L’Assemblée nationale a adopté en deuxième lecture, ce mardi 2 juin, le projet de loi relatif aux ruptures conventionnelles. Le texte doit permettre jusqu'à 800 millions d'euros d'économies annuelles à partir de 2029.
Du changement à prévoir. Le Parlement a définitivement adopté ce mardi 2 juin un texte transposant dans la loi un accord conclu entre partenaires sociaux visant à réduire la durée d’allocation chômage en cas de rupture conventionnelle.
Celle-ci, créée en 2008, permet à un employeur et un salarie de rompre un CDI à l’amiable et au salarié de toucher des allocations chômages.

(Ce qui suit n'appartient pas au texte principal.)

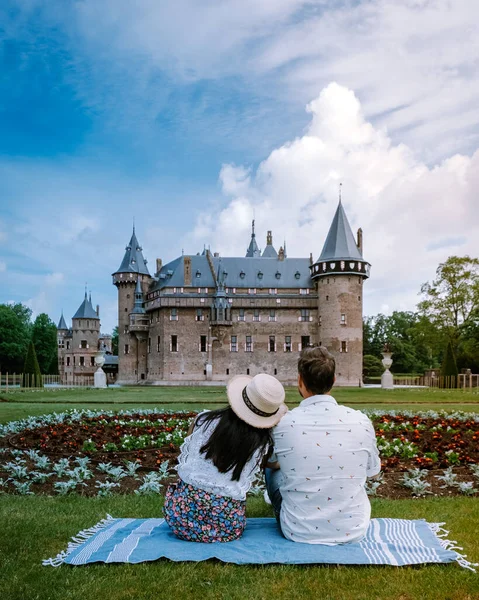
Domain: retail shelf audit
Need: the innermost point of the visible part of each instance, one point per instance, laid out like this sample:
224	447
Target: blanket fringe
77	541
441	534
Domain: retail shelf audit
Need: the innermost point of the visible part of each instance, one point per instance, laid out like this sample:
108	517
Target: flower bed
98	453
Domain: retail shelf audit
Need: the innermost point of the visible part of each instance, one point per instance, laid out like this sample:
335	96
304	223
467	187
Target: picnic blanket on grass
395	542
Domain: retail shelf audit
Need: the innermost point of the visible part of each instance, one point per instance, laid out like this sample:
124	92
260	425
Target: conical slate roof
133	261
253	250
86	310
62	323
340	243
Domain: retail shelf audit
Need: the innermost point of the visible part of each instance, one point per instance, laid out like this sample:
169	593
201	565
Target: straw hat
258	400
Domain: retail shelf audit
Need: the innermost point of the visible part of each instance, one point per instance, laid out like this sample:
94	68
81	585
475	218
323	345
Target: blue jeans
274	479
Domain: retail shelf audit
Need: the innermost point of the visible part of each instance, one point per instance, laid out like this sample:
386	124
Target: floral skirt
198	516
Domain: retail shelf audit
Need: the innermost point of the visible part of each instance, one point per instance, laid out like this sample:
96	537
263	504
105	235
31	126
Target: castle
78	345
206	318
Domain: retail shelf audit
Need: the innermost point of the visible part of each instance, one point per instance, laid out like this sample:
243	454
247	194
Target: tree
15	330
452	298
449	366
44	337
114	341
32	376
372	366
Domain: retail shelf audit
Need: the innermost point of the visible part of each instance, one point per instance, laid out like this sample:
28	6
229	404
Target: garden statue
387	382
100	375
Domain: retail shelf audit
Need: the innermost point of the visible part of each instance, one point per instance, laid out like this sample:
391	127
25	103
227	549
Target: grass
37	528
34	528
16	405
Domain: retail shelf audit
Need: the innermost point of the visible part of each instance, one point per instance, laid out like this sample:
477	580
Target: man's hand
274	466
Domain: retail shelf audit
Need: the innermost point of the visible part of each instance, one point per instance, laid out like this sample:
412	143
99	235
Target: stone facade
207	318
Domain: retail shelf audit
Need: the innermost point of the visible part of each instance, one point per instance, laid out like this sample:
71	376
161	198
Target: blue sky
191	116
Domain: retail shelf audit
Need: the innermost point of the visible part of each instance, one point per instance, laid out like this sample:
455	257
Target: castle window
305	342
287	343
272	344
305	316
174	343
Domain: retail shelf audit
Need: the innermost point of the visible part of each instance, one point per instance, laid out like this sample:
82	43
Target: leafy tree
449	365
114	341
32	376
44	337
452	299
15	330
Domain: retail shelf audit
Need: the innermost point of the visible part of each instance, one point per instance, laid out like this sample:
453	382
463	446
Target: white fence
10	382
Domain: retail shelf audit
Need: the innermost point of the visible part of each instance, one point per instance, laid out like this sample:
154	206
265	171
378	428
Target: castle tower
339	273
132	279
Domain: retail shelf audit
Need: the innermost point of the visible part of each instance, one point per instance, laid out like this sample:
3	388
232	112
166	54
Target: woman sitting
220	459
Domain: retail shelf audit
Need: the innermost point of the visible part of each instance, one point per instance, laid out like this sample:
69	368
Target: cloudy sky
190	116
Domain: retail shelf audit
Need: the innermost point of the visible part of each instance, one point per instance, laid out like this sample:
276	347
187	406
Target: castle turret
339	273
132	280
253	250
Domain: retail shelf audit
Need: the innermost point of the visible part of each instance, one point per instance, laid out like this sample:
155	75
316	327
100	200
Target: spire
133	261
86	310
138	308
253	250
62	323
340	242
269	251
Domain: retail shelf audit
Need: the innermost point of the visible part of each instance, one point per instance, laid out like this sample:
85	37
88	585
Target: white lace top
195	469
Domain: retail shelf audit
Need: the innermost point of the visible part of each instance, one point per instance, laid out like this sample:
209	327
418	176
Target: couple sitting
317	458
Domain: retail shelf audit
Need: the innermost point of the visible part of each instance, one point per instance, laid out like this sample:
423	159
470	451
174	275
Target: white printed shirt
325	451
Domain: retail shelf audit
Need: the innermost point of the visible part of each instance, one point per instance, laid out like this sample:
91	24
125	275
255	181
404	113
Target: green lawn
37	528
16	405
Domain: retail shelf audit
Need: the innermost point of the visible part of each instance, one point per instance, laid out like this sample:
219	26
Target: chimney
187	270
360	241
159	264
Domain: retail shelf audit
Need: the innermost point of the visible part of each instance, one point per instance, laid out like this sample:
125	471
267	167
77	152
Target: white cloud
413	216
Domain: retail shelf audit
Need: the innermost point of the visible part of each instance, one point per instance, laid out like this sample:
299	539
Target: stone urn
387	382
100	375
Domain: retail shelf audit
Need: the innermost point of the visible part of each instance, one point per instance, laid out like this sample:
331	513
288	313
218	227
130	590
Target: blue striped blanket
388	542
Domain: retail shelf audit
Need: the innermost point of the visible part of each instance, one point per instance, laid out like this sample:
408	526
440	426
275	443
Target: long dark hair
233	442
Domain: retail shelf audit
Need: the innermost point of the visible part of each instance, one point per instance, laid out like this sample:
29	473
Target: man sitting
323	454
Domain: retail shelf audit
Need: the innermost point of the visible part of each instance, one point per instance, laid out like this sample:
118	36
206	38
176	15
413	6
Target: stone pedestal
387	382
100	378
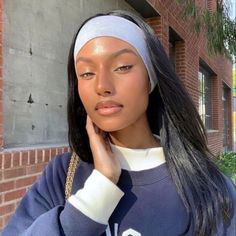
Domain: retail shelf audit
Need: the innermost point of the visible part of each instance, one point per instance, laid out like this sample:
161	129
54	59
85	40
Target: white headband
120	28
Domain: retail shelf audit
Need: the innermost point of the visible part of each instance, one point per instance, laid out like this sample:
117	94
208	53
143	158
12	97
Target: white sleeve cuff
98	199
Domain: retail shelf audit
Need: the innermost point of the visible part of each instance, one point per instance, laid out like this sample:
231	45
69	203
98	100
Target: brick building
207	79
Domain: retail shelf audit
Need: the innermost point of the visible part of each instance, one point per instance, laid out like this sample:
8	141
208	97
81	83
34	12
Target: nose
104	83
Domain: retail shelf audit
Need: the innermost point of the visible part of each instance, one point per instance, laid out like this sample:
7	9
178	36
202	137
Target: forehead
105	44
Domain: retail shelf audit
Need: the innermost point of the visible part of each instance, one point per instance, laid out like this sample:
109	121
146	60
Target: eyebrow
114	55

Au total, ce projet de loi a été approuvé en deuxième lecture par 353 voix contre 114. Il a récolté le soutien de la droite et du centre, et ce dans les mêmes termes que le Sénat il y a deux semaines.
Mais en réalité, que change-t-il ? En effet, cet accord, conclu en février dernier entre trois organisations patronales (Medef, CPME, U2P) et trois organisations syndicales (CFDT, CFTC et FO), prévoit notamment de ramener de 18 à 15 mois la durée maximale d'indemnisation pour les allocataires âgés de moins de 55 ans, après une fin de contrat de travail à l'amiable.
Une modification du code du travail
Cette durée serait fixée à 20,5 mois pour les plus de 55 ans (contre 22,5 mois actuellement pour les 55-56 ans, et 27 mois à partir de 57 ans). Les séniors auraient toutefois la possibilité de demander une prolongation de leur indemnisation, appréciée au cas par cas.
Cet accord, que la CGT et la CFE-CGC n'ont pas signé, nécessitait une modification du code du travail pour permettre sa mise en œuvre. Mais à gauche, la France insoumise, le groupe communiste et les Écologistes se sont opposés au texte.
Les plus de 57 ans vont perdre «un quart de leurs allocations», a dénoncé Sophie Taillé-Polian (groupe écologiste). Ce alors que nombre de ruptures conventionnelles sont «en réalité des licenciements déguisés, utilisés par les employeurs pour se débarrasser d'un salarié sans motif et sans risque d'être mis devant les prud'hommes», a-t-elle ajouté.
A noter que la mesure doit permettre jusqu'à 800 millions d'euros d'économies annuelles à partir de 2029.